The announcement Dec. 13 by Churchill Downs Inc. that it would sell its 62% interest in Hoosier Park to Indianapolis-based Centaur should come as no surprise. Since 2005, Hoosier Park is the third property trimmed from CDI’s portfolio, joining both Ellis Park and Hollywood Park. Centaur, which already owns the remaining 38% stake in the track, will become the sole owner.
While I have the utmost confidence in Centaur to take the reins and move Hoosier Park forward, I am troubled by the story this sale indirectly tells regarding the health of Indiana’s racing industry. Churchill Downs spent a great deal of time and tens of millions of dollars in development to open Hoosier Park in September 1994, five years after the state’s general assembly approved pari-mutuel wagering. Now, for a minuscule $8.2 million, CDI is willing to sever ties with the track that served as its first acquisition in the 1990s, as well as from a market it helped cultivate and grow. If Hoosier horsemen aren’t already concerned, they should be.
The Indiana racing industry was once widely heralded, thanks to the general assembly earmarking revenue from a riverboat admission tax to supplement racing and breed development. Soon horsemen from other jurisdictions were anxious to invest in the Indiana program. Times were good, and several publications, The Blood-Horse among them, trumpeted the success in Indiana.
The landscape is now quite different. Hoosier Park is no longer the sole operator in Indiana, as Indiana Downs became the state’s second pari-mutuel track in December 2002. The riverboat subsidy, a $27-million annual investment split between both tracks and breed development groups, now pales in comparison to the revenue racinos in other states generate and can offer in the way of purses. The incentive is nowhere near as great for breeders to invest in Indiana stock. In fact, some of the top operations Indiana boasted have scaled back considerably or have made an exodus in recent years.
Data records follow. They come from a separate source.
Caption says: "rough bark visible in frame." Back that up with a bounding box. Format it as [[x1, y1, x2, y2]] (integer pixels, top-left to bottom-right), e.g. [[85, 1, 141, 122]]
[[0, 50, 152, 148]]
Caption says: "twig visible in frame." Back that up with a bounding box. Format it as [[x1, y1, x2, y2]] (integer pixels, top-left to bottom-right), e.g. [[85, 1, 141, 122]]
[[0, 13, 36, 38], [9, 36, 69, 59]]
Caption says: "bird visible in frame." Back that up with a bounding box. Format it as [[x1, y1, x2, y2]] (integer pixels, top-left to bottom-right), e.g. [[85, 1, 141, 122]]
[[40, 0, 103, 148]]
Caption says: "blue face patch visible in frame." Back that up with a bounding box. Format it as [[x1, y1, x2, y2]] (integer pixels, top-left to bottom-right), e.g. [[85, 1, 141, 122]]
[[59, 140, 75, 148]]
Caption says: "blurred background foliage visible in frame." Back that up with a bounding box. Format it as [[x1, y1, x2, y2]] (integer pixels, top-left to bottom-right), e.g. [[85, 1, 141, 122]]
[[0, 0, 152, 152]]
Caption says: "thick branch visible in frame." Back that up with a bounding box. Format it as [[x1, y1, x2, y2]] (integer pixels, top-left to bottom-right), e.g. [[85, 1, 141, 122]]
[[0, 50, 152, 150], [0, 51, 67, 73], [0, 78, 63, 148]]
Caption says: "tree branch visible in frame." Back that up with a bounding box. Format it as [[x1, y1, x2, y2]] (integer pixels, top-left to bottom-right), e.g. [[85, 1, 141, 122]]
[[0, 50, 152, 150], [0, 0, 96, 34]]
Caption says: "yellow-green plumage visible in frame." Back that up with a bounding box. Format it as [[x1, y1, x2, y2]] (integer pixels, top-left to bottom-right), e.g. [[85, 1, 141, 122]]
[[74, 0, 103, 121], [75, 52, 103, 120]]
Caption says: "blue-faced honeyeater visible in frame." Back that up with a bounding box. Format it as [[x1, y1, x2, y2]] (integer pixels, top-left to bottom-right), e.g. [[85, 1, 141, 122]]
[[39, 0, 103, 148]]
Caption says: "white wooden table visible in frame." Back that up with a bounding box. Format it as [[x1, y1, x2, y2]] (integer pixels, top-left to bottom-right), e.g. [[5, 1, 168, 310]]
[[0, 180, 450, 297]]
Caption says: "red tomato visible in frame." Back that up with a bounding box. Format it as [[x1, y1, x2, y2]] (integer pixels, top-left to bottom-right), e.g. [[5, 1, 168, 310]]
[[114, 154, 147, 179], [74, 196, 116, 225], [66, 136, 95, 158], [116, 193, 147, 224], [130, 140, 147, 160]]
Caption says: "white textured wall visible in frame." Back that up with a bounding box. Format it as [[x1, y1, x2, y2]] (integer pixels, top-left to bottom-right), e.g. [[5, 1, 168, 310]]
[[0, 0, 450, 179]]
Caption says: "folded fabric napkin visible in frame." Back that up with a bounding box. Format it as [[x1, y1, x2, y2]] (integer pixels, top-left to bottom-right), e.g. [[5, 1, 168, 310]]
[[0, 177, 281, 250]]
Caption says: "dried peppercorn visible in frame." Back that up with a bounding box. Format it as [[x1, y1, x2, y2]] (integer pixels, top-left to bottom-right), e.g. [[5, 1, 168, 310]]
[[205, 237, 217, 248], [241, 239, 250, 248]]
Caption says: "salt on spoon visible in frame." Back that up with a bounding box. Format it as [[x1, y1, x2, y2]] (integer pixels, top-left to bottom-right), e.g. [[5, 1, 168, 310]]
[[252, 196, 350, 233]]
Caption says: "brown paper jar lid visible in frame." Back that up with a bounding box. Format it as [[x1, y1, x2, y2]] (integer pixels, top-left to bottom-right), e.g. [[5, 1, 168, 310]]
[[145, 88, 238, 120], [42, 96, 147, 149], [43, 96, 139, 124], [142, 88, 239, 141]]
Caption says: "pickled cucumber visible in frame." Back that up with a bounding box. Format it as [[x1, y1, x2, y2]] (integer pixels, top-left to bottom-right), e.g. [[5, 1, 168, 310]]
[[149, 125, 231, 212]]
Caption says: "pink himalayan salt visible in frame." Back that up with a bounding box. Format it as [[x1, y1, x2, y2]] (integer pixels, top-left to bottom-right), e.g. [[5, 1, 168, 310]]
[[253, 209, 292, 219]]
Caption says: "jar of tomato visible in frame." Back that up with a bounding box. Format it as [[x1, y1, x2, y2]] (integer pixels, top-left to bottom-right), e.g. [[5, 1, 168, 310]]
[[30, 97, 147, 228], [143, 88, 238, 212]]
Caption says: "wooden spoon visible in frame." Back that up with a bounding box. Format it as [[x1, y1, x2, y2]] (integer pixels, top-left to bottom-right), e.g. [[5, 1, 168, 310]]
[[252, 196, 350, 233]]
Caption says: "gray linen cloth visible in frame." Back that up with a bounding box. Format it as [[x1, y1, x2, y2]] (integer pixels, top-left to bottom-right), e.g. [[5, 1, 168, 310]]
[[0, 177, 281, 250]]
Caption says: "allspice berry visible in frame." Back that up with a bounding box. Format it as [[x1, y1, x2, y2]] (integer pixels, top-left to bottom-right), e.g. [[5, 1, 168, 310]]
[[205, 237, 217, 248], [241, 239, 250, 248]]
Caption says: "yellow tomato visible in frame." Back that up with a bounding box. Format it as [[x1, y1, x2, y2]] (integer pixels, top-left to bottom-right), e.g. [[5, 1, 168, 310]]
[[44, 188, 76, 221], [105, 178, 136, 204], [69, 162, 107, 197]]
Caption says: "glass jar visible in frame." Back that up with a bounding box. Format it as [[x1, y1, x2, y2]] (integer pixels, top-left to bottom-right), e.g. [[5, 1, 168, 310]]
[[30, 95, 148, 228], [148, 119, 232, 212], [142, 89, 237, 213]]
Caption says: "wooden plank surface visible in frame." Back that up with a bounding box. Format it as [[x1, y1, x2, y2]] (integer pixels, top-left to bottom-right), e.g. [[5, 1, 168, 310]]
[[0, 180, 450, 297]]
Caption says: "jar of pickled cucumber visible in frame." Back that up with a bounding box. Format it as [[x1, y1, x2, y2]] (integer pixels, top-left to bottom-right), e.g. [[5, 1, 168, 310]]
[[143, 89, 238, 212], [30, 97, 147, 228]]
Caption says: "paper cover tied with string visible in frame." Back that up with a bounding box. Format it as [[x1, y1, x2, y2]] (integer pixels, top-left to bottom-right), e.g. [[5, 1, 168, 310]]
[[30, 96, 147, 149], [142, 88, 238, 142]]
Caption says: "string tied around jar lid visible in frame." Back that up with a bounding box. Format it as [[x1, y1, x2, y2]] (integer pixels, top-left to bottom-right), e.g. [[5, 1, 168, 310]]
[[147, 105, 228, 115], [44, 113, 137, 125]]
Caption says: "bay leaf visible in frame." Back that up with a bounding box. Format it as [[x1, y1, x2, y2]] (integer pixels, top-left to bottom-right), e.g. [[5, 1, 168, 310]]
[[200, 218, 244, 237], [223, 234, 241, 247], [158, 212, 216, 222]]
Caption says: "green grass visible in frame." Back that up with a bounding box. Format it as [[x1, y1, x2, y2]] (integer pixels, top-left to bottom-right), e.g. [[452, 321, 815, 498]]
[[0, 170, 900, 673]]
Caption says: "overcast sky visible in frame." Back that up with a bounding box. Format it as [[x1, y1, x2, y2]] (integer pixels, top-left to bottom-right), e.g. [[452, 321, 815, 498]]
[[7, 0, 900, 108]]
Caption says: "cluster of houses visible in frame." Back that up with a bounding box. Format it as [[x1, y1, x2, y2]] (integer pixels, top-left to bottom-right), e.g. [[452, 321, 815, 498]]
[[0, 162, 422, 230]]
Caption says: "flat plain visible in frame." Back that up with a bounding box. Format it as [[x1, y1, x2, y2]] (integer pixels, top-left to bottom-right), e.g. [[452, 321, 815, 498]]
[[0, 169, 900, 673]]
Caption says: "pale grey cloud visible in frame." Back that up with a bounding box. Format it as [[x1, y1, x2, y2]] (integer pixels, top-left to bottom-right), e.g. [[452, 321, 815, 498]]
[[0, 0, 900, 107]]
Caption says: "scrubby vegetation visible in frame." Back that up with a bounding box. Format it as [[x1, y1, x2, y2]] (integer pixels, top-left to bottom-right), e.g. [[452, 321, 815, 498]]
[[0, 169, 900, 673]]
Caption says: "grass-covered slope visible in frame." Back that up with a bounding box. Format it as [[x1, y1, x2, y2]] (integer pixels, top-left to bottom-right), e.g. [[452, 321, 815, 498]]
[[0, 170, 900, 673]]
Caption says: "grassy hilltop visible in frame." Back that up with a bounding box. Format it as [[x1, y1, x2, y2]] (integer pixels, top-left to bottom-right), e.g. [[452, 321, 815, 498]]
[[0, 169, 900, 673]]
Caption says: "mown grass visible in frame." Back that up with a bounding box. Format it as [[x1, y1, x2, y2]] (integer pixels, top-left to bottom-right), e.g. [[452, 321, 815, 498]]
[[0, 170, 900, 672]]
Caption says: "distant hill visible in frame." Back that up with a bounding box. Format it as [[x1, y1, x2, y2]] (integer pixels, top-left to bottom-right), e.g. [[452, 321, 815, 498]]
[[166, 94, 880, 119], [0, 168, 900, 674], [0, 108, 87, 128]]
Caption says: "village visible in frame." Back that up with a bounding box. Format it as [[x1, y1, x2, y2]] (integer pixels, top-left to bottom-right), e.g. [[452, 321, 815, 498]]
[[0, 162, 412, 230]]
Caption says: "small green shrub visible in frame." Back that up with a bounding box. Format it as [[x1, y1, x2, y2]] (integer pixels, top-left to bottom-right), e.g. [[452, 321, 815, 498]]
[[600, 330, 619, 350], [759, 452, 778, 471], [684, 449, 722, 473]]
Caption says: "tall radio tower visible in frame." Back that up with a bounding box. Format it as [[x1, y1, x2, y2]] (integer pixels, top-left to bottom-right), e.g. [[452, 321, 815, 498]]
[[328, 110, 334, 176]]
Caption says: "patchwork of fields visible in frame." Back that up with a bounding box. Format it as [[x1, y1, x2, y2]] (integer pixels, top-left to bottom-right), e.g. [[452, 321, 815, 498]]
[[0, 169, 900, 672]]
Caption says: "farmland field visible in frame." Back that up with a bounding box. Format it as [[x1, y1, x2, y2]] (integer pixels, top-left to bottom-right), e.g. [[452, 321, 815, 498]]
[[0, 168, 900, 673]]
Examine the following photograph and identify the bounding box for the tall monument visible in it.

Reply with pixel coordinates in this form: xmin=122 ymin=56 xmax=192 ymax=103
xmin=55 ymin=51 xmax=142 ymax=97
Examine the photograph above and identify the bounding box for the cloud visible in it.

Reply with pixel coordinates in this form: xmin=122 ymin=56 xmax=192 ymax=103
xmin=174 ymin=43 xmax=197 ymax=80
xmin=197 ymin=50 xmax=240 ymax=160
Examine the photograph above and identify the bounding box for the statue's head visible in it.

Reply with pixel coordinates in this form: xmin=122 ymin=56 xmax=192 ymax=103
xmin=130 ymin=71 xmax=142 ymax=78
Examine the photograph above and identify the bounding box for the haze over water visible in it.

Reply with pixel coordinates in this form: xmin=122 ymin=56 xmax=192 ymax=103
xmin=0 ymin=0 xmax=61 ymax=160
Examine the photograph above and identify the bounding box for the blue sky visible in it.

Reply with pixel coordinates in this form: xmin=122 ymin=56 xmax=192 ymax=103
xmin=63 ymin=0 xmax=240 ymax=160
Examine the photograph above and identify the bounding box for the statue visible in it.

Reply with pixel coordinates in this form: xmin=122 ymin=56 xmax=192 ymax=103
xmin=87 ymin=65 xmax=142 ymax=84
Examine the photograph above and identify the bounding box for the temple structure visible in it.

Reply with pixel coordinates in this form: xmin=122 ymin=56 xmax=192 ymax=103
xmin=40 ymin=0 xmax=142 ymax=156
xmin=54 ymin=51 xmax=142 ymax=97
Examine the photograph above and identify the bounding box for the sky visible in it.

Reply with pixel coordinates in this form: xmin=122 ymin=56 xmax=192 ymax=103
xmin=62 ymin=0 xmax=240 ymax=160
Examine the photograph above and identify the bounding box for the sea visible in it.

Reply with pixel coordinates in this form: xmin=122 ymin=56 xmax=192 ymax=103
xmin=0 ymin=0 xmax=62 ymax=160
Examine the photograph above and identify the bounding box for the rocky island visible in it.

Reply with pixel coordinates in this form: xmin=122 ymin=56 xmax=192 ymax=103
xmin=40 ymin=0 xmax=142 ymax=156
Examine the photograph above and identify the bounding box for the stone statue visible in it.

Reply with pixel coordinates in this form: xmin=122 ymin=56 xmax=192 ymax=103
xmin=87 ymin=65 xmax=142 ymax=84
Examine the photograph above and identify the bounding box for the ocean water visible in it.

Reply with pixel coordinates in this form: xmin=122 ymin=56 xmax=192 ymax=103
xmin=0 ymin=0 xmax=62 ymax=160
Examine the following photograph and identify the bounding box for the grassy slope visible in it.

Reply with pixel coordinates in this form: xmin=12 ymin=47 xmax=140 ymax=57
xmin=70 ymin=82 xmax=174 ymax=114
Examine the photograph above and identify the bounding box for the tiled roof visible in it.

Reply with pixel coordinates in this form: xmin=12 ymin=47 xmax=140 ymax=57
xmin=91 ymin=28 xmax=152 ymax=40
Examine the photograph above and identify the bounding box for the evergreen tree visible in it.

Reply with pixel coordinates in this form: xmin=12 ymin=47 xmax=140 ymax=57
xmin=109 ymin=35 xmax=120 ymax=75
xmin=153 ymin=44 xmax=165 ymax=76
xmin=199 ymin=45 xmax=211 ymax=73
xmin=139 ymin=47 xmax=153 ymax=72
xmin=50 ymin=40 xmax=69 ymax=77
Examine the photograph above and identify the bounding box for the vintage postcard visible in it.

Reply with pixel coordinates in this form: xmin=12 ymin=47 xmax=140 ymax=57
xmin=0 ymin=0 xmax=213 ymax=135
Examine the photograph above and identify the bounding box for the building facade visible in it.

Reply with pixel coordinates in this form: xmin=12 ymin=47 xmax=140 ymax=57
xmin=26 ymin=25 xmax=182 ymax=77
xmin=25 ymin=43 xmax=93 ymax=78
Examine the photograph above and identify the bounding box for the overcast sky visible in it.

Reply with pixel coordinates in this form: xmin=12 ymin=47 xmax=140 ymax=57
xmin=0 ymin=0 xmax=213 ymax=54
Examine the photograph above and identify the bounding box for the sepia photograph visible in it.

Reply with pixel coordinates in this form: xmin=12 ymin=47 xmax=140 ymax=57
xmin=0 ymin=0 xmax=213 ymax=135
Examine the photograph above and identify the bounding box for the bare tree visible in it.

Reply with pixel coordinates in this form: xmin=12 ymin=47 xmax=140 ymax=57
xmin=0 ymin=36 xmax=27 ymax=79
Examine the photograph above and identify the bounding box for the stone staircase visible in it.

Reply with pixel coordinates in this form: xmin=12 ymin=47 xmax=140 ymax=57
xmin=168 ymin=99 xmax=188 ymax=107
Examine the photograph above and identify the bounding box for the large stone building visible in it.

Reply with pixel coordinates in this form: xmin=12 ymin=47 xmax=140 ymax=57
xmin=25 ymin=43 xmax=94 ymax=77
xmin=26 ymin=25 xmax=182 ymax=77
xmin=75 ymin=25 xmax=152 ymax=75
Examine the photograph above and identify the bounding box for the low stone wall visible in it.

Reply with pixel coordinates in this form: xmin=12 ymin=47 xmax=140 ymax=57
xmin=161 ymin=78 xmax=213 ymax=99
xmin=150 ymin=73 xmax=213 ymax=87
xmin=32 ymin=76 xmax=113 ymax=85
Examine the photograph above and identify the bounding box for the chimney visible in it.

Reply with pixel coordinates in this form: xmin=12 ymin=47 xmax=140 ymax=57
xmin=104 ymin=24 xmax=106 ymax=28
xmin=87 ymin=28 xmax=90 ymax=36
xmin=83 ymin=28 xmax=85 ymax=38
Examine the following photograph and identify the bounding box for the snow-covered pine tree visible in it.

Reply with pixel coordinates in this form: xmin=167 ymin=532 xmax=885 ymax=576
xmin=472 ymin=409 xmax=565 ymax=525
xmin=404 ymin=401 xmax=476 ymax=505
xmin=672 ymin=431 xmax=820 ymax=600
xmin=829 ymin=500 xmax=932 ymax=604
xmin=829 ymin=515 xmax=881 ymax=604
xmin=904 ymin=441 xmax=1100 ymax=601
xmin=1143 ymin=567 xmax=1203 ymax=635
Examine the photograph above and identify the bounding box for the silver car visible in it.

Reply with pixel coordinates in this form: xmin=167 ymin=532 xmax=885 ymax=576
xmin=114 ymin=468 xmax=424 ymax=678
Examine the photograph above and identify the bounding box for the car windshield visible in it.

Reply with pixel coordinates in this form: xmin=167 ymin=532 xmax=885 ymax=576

In November, Penn National Gaming announced an agreement to purchase Zia Park for $200 million. The track is located in the remote town of Hobbs, N.M., while Hoosier Park is a 45-minute drive northeast of Indianapolis in the heart of the Midwest. It is situated within a few hours’ ship of myriad tracks and training facilities. Why the $192-million discrepancy? Consider the Black Gold Casino for one. Without gaming in New Mexico, Zia Park might not have been built.
Survival may be what is at stake in Indiana within the coming years. Indiana Downs has yet to post a profit since opening, and Hoosier Park has operated in the red the last four years. Hoosier Park’s 2005 financial statements show a net loss of nearly $2.9 million, a far cry from the $4.7-million surplus registered in 2002. The once-lucrative riverboat subsidy intended to help stabilize Indiana’s racing industry is woefully inadequate. The model so envied by others no longer works.
Jeff Smith agrees, and he should know better than most. Before taking the helm at Centaur, Smith served as a CDI officer and oversaw the construction and opening of Hoosier Park. Days after the purchase agreement was announced, he acknowledged that Indiana’s racing industry is struggling, while other jurisdictions flourish.
“Ultimately, the economic model for horse racing needs to change, and we’re hopeful it will change,” Smith said. “I think this (sale agreement) is yet another indicator; it is substantiated by this transaction.”
Shortly, the Indiana General Assembly will again convene, and stakeholders in the industry will make yet another push for alternative gaming in the state. More than a decade ago, legislators made Indiana the talk of the racing world when they approved the riverboat subsidy. Since then, the divide between tracks with slots and those without continues to widen. At one time, the horse industry produced a $2.6-billion economic impact in the Hoosier State. In 2003, the figure was cut in half.
Indiana’s racing industry has lost ground, and continues to lose ground, to other states. Hoosier Park was purchased by Centaur for a fraction of CDI’s total investment, while the sale of tracks in slots-rich states are setting records. Indiana’s racing industry cannot afford to be left behind.
James Platz, a correspondent for The Blood-Horse, is a former Hoosier Park employee.